Alors que le gouvernement pilote une importante réforme du Code de la sécurité routière, le directeur général d'Éduc'alcool, Hubert Sacy, trouve que l'absence de certaines mesures est « incompréhensible ». Entrevue avec le directeur général de l'organisme, qui présentera aujourd'hui en commission parlementaire un mémoire avec lequel il espère percer le « secret de la Caramilk », version Québec.

Q : Vous serez présent aujourd'hui à Québec pour présenter vos observations quant au projet de loi 165 modifiant le Code de la sécurité routière. Êtes-vous satisfait de ce qui est proposé ?

Hubert Sacy (HS) : Tant qu'à faire des changements législatifs, autant faire ceux qui sont les plus importants. Il y a une mesure dans ce projet de loi pour lequel nous avons beaucoup de gentilles choses à dire, avec des nuances, et il y a tout ce qui ne s'y trouve pas, ce qui est incompréhensible.

Nous saluons la mesure prévue pour les récidivistes de l'alcool au volant. Toutes les recherches scientifiques démontrent en effet que les antidémarreurs à vie, c'est une bonne mesure pour les protéger et pour protéger la société. Ces gens-là, lorsqu'ils ont consommé de l'alcool, ils ne sont plus eux-mêmes. Mais ce ne sont pas des millionnaires. En règle générale, les récidivistes sont des gens passablement pauvres, puis les antidémarreurs coûtent des centaines de dollars par mois.

Ne les laissons pas à eux-mêmes, soutenons-les pour réduire les coûts, puis instaurons un programme de modification des comportements. Il ne suffit pas de leur mettre un bidule sur leur voiture. Il faut modifier leur modèle de consommation d'alcool.

Q : Pourrait-on mieux encadrer également les employés des bars et des restaurants où l'on sert de l'alcool ?
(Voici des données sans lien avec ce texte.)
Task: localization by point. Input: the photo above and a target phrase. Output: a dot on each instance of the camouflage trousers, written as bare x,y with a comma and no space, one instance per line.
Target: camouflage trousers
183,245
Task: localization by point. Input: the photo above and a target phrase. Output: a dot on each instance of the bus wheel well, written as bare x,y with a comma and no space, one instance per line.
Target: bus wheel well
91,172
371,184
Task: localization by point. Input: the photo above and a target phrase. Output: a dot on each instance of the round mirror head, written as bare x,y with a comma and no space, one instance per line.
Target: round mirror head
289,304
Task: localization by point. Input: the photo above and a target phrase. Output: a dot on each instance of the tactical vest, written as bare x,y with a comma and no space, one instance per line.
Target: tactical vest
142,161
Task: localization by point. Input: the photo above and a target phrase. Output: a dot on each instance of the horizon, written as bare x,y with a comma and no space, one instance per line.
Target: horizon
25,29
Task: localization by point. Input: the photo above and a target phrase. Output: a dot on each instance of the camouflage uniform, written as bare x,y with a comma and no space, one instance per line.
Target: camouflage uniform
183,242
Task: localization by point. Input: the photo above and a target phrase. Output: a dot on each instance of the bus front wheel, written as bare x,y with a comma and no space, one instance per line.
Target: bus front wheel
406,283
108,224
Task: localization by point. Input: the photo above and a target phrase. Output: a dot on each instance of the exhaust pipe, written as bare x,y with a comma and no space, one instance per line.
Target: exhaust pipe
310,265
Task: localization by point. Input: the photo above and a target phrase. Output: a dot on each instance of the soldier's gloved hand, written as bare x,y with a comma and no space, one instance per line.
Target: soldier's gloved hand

HS : Rappelons-nous qu'au-delà des deux tiers des accidents de la route qui se produisent sous l'effet de l'alcool ne sont pas dus aux récidivistes. Un grand nombre des personnes qui conduisent avec les facultés affaiblies sont des gens qui sortent des bars et des restaurants. Nous avons créé il y a 15 ans un cours qui s'appelle Action service. Quand je dis « nous », ce n'est pas Éduc'alcool tout seul. C'est l'Institut de tourisme et d'hôtellerie du Québec (ITHQ) et Éduc'alcool. Il n'y a pas plus gouvernemental qu'un institut d'enseignement qui appartient au gouvernement du Québec. C'est leur truc ! On a créé ce cours, pas parce que nous sommes des génies, mais parce qu'on a constaté que partout dans les pays de l'OCDE où ce cours était obligatoire, on a réduit de 25 à 33 % la conduite avec les facultés affaiblies.

J'ai fait le tour de tous les partis politiques ces dernières années. Tout le monde me dit qu'on a raison et que ça va se faire. Ça fait 12 ans que la comédie dure, ce n'est toujours pas fait. Ça et le secret de la Caramilk, ce sont les deux grands mystères de ma vie. Et ça ne coûte pas cher ! Le cours coûte 45 $.

Q : Vous déplorez également qu'il n'y ait pas assez de barrages routiers. En quoi les augmenter serait-il efficace pour améliorer la sécurité routière ?

Nous faisons des sondages qui démontrent année après année que les trois quarts des Québécois n'ont pas vu un barrage routier au cours des 12 derniers mois. Or, toutes les recherches démontrent que la première question que se posent les gens qui sortent des bars et des restaurants - et je ne parle pas ici des récidivistes - est : est-ce que je vais me faire pogner ? Si on est chez des amis et qu'il y a une voiture de police stationnée devant, personne ne va prendre son auto. La sanction est évidente. C'est un vieux proverbe français : la crainte est le commencement de la sagesse.

En Italie, où l'on a triplé les barrages policiers, ils ont fait baisser la conduite avec facultés affaiblies sans même toucher aux lois.